今回挑戦した『アークナイツ』のラケラマリンは、「ダークゴシック」をメインコンセプトに据えて制作に臨みました。ロケーションにはメカニカルな歯車やロートアイアン(鉄工)の造形が息づく空間を選定し、重厚な玉座や鳥籠、赤や黄色の薔薇の蔦をふんだんに配置することで、陰影豊かな多層の光影を構築しました。バンシーの主という高貴で異端な設定に寄り添うため、スタイリングでは黒レースのベールと尖ったエルフ耳のプロップを最大のアイキャッチに。ベールによって視界が一部遮られるため、レンズの前では身体の佇まいそのもので圧倒的な威圧感を表現することに注力。顎のラインを常に引き締めて緊張感を保ち、少しでも弛緩すると薄れてしまう冷徹な鋭さを維持し続けました。ウィッグには青紫のグラデーションカラーをセレクトし、暖色のイエローやレッドの逆光を浴びて深みのある光沢を放ちました。

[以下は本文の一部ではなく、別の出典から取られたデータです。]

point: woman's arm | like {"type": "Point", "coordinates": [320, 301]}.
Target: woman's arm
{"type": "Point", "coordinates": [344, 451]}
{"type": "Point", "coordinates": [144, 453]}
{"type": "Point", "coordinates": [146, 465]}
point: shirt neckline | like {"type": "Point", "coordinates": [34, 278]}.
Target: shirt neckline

衣装は見た目通りの確かな重量感を誇ります。コルセットのクロス編み上げはかなり強固に締め上げましたが、その分引き締まった美しいウエストラインを描き出してくれました。アウターのシースルーな黒布スリーブと長大なマントは重厚なドレープ感を湛え、撮影時にはマントの縁が背後の輪郭光を繊細に反射。玉座に腰掛ける姿勢では体幹を常に引き締め、長時間にわたって背筋を凛と伸ばし続けたため、撮影終了後は全身に心地よい疲労感が残りました。大きく広がるロングドレスの裾は脚元を完全に覆い尽くし、過度な肌見せに頼らない厳粛で神秘的な気品を演出。手元に合わせたロンググローブが優雅な所作を際立たせつつ、どこか無機質で冷厳な美しさを添えてくれました。

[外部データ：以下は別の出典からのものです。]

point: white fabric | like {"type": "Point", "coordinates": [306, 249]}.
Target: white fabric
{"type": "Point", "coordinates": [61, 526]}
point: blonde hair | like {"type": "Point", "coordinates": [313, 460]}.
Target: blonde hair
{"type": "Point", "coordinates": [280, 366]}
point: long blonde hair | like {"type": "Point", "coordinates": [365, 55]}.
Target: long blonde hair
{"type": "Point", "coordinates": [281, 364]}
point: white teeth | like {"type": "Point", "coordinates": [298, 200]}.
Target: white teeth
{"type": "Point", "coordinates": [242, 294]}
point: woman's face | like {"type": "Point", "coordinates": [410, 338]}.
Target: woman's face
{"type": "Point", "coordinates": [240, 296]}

現場のライティングは極めて緻密に組まれました。左手に配された巨大な歯車状の装置をはじめ周囲に発光プロップが多く点在する中、メイン光源を被写体の斜め後方に配置。背景の枝葉や薔薇を美しく照らし出しながら、人物のシャープなエッジラインを鮮明に浮き彫りにしました。全身黒の衣装は平板な光では階調が潰れて黒く沈んでしまうため、カメラマンさんが明暗のコントラストを大胆に強調してくださいました。

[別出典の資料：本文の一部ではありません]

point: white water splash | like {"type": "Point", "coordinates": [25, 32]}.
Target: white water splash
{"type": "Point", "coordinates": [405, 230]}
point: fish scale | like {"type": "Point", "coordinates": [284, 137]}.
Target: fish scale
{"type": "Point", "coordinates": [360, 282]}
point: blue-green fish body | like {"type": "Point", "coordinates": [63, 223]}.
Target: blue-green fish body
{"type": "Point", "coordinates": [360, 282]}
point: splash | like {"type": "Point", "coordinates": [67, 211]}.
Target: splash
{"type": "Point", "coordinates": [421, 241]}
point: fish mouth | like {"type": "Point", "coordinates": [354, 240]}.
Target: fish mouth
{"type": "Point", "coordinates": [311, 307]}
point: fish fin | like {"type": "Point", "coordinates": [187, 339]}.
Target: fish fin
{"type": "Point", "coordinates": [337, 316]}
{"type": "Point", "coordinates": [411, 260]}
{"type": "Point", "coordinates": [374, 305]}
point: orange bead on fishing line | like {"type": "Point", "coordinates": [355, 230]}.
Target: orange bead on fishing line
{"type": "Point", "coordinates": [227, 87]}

撮影は細やかな試行錯誤の連続でした。ベールのレース生地は光を反射して白飛びしやすいため、テカリを抑えるべく顎の角度をミリ単位で調整。最終的にはベールをぐっと引き下げ、鋭い眼差しでレンズを真っ直ぐ見据えるアプローチに辿り着きました。2枚目の引きの全景カットでは、セット全体の壮大なスケール感が伝わります。床面に敷かれた反射素材が美しいリフレクションを生み、画面の密度を一段と引き上げてくれました。美術チームが鳥籠や古書を配置する際、視線が自然と画面中央の被写体へと収束するような動線を設計してくださったのも見事でした。布地の質感描写から光と影の調和に至るまで、当初思い描いていた圧倒的な視覚的緊張感を完璧に体現できた手応えを感じています。

語りはこのあたりで。1枚目は表情と上半身のディテール、2枚目は全身と空間全体のパノラマです。この世界観を心ゆくまでお楽しみいただければ幸いです。